Macoron / piper.unity

Running text to speech model (Piper) in Unity3d on your local machine.
GNU General Public License v3.0
25 stars 4 forks source link

piper.unity

This is the Unity3d port of Piper text-to-speech (TTS) library. It provides fast, local, and high-quality speech generation for multiple languages. Inference is done by using Unity Sentis.

Supports only Windows x86-64.

Samples

https://github.com/Macoron/piper.unity/assets/6161335/7ab818f0-acd6-46cf-ab5b-09c847aca2dc

"en_US-lessac-medium" model tested on English text

https://github.com/Macoron/piper.unity/assets/6161335/fd6a5826-23e7-4dca-acdd-00469d71c882

"ru_RU-ruslan-medium" model tested on Russian text

Getting started

  1. Clone this repository and open it as a regular Unity project.
  2. Download a .onnx model file, such as en_US-lessac-medium.onnx
  3. Place it somewhere inside your Assets folder. Sentis should automatically transform it into model asset
  4. Open Assets/Piper/Samples/PiperSample scene in Unity Editor
  5. Find Piper GameObject and set PiperManager.Model field to previously downloaded model
  6. Press Play and test speech generation

You can find more piper models here. Each model comes with a model card describing the training dataset and license (for example en_US-lessac-medium model card).

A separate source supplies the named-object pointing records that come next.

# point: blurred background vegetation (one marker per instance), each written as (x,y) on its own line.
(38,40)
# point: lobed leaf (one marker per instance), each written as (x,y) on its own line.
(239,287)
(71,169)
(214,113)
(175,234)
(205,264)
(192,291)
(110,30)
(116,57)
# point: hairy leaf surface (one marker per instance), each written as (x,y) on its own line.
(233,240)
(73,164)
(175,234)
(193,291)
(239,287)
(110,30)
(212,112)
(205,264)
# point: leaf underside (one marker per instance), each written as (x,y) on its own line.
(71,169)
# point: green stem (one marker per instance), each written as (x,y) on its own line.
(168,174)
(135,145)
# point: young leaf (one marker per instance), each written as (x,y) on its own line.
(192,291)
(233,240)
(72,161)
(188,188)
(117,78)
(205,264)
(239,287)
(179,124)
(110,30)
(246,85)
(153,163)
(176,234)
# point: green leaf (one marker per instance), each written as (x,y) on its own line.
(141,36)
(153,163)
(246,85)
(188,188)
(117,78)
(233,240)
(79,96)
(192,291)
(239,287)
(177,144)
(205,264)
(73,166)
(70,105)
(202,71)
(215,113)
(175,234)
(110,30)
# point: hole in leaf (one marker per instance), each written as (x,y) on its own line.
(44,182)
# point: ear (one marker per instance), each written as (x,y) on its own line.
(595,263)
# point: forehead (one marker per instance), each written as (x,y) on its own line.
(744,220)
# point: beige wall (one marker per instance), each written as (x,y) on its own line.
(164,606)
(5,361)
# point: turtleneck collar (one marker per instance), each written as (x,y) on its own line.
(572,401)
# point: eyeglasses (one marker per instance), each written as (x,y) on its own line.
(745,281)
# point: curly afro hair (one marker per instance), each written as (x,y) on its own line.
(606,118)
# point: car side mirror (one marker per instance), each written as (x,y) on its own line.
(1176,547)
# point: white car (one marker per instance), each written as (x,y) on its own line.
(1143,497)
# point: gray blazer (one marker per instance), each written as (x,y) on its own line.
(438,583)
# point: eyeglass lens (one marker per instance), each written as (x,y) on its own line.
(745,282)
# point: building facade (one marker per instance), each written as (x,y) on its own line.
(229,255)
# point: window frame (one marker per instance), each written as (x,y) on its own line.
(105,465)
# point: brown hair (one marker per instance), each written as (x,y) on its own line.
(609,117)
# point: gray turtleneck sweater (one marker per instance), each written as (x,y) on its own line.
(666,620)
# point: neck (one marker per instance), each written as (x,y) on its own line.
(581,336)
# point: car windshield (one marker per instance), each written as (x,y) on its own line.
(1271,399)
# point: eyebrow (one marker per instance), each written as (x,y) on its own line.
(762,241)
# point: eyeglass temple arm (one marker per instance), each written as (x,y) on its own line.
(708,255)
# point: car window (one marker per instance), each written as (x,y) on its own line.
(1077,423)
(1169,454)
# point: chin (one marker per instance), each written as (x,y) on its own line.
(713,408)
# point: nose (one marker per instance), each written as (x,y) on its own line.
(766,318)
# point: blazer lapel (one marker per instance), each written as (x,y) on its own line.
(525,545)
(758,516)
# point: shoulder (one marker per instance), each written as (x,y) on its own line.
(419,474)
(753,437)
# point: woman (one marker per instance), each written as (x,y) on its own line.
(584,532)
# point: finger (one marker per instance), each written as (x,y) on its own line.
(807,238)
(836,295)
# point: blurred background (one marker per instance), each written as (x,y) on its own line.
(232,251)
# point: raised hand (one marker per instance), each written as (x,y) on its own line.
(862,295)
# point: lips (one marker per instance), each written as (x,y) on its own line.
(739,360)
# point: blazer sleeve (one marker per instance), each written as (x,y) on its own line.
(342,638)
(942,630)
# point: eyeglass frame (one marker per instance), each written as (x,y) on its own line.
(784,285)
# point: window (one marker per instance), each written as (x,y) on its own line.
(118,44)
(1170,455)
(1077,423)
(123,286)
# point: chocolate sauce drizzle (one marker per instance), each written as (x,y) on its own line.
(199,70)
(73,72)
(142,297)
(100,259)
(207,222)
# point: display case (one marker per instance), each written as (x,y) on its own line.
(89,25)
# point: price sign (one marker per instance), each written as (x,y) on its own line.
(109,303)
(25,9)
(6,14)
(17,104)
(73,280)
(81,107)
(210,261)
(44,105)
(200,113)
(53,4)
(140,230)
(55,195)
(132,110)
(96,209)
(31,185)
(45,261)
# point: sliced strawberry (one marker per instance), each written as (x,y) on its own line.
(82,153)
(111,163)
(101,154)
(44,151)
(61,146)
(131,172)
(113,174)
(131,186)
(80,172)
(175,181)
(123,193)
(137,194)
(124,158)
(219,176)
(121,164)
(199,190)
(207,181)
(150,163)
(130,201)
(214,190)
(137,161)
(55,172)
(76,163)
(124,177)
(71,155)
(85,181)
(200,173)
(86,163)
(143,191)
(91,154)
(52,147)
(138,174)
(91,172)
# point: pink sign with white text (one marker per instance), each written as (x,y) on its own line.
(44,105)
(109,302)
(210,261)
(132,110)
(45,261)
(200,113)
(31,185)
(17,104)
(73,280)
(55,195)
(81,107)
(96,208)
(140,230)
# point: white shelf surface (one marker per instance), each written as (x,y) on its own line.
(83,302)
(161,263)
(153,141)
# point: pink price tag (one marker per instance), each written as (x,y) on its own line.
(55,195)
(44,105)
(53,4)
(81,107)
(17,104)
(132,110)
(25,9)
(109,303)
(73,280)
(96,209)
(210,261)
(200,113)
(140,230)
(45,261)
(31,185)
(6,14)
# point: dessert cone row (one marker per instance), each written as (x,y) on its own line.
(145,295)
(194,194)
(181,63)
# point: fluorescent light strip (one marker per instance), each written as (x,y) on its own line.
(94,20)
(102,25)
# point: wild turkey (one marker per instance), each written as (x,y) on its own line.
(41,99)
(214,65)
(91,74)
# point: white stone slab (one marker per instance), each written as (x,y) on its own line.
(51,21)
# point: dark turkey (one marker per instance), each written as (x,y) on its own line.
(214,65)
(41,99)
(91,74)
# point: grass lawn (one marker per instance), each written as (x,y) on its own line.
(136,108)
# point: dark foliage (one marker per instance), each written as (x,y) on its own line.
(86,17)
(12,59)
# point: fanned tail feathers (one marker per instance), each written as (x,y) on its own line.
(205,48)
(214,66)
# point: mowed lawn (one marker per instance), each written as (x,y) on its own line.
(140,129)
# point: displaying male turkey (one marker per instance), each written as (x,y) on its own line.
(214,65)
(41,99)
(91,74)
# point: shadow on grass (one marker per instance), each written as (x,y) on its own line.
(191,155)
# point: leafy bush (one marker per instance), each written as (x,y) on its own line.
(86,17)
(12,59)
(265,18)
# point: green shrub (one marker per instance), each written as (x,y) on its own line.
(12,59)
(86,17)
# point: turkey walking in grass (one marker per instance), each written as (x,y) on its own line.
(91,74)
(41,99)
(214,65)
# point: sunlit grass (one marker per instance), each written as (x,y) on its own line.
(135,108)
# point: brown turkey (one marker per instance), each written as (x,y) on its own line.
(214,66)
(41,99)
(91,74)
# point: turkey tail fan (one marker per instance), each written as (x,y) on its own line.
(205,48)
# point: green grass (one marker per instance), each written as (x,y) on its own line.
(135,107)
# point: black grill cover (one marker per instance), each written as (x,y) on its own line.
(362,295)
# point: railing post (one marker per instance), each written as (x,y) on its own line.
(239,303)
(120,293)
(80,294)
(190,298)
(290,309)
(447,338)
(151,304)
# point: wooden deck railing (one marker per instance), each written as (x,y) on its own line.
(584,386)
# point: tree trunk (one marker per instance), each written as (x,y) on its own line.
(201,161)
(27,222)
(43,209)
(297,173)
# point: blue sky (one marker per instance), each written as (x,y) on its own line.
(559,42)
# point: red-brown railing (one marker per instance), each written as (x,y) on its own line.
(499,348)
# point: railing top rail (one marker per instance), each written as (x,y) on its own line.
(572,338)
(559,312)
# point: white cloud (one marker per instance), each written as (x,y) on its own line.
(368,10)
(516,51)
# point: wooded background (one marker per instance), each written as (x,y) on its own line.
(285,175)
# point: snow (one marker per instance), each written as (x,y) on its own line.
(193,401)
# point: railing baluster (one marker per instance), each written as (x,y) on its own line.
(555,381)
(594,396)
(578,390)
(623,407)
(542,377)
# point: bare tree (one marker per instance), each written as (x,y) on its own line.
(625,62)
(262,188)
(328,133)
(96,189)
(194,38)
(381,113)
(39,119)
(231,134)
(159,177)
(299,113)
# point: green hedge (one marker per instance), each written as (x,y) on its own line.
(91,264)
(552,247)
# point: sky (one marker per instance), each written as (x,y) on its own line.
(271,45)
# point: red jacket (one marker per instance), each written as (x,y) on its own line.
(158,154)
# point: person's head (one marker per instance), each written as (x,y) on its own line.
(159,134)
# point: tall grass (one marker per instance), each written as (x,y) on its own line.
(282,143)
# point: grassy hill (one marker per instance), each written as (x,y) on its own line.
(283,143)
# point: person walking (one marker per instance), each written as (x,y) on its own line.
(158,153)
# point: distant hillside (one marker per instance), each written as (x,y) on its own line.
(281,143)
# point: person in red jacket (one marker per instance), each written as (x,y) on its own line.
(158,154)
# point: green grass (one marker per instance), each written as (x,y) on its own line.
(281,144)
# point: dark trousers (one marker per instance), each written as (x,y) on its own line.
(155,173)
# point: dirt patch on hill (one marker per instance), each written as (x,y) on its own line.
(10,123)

You would also need to set correct the "voice" (language code) and sample rate for the model. This can be find in json located near the model, like in en_US-lessac-medium.onnx.json.

License

piper.unity is released under the GPLv3 license.

It uses eSpeak NG compiled libraries and data which are under GPLv3 license.

It also uses Piper Phonemization fork compiled library which is under MIT license.

Models aren't included in this repository. Please contact the original model's creators to learn more about their licenses.